Nintendo offre une poignée de planches de jeu, qui peuvent être complétées en 30 minutes environ. Ces 30 minutes sont assez longues, honnêtement, et le hasard occupe une place beaucoup trop importante (pour ramasser ou perdre des étoiles, par exemple), et, étonnamment, on ne joue pas assez souvent aux minijeux. Bref, on lance beaucoup de dés et on regarde beaucoup nos personnages avancer d’une case à l’autre, mais on joue peu.
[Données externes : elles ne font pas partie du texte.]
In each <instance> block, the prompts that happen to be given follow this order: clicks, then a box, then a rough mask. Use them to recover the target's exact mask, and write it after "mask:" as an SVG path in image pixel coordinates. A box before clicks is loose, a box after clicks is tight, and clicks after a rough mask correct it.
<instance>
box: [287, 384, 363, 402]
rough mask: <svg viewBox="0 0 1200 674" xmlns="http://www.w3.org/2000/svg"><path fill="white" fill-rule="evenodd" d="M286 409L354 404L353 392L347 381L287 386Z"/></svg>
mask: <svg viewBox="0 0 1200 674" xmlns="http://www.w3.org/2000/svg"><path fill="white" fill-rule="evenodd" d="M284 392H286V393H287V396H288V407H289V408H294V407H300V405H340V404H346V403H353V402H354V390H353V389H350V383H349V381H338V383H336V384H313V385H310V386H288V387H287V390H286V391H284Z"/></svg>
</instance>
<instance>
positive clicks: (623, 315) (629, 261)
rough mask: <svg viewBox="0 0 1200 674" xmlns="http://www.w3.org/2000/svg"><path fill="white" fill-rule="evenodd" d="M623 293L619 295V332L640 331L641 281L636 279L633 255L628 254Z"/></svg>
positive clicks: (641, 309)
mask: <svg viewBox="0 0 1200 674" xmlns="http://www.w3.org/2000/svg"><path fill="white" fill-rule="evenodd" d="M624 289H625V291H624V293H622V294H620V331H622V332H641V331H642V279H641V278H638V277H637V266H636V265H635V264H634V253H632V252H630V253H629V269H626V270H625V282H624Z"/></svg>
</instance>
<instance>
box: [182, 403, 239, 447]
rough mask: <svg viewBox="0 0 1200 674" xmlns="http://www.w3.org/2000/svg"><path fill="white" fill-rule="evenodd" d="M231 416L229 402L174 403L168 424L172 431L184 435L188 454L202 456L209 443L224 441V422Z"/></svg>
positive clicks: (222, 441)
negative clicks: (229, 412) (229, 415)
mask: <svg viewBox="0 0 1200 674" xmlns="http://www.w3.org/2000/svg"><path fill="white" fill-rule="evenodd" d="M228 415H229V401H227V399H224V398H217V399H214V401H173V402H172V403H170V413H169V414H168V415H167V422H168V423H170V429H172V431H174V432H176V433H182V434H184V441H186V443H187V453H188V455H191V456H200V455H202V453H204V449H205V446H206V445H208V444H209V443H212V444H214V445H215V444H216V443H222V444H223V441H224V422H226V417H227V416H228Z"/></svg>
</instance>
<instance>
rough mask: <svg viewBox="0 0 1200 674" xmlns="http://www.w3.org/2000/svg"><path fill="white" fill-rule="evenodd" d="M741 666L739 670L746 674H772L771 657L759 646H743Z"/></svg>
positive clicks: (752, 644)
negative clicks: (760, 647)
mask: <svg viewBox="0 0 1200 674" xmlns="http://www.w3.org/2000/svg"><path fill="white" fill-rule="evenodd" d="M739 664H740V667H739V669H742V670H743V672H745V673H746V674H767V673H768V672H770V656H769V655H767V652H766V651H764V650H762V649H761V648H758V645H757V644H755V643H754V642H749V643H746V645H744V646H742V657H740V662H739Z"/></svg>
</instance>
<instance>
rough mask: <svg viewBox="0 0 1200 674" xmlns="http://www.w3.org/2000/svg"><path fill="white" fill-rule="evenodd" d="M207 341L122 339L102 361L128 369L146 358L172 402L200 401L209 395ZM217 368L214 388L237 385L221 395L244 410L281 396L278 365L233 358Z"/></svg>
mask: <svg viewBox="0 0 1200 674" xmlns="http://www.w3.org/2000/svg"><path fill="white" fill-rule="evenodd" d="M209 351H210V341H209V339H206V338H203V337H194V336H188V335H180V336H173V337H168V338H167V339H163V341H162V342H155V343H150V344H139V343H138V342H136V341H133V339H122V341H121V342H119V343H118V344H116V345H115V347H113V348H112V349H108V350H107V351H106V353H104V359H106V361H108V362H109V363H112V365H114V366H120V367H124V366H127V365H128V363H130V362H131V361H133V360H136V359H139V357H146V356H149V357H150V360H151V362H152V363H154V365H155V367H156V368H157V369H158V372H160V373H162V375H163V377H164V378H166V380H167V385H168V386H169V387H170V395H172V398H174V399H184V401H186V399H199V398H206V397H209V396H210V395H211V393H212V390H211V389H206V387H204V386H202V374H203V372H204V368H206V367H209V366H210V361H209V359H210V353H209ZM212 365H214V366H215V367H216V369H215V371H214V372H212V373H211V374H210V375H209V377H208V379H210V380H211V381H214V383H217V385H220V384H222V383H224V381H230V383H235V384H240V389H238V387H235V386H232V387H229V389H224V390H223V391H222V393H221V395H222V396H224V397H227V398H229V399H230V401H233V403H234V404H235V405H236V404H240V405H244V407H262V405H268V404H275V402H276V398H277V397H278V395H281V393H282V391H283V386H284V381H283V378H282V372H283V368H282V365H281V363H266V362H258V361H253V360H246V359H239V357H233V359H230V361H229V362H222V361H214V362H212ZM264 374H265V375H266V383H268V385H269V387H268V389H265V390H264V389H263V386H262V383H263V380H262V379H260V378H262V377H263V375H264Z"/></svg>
C’est dommage, car si certains minijeux mettent rapidement de l’ambiance, au point où Mario Party peut mériter son nom, cette même ambiance retombe très rapidement lorsqu’il faut attendre quelques minutes avant le prochain jeu. C’est un peu comme si un DJ enchaînait chaque chanson de Taylor Swift par une d’Alain Morisod.

Les enfants devraient supporter un peu plus facilement cet enrobage, mais les adultes, eux, préféreront sans doute laisser tomber ces plateaux pour choisir simplement leurs minijeux à l’unité, ce qu’il est possible de faire.

On regrette toutefois l’absence d’un mode plus simple, où il serait possible d’enfiler rapidement une succession de minijeux dans un cadre un peu plus défini, où les points seraient comptabilisés d’une partie à l’autre.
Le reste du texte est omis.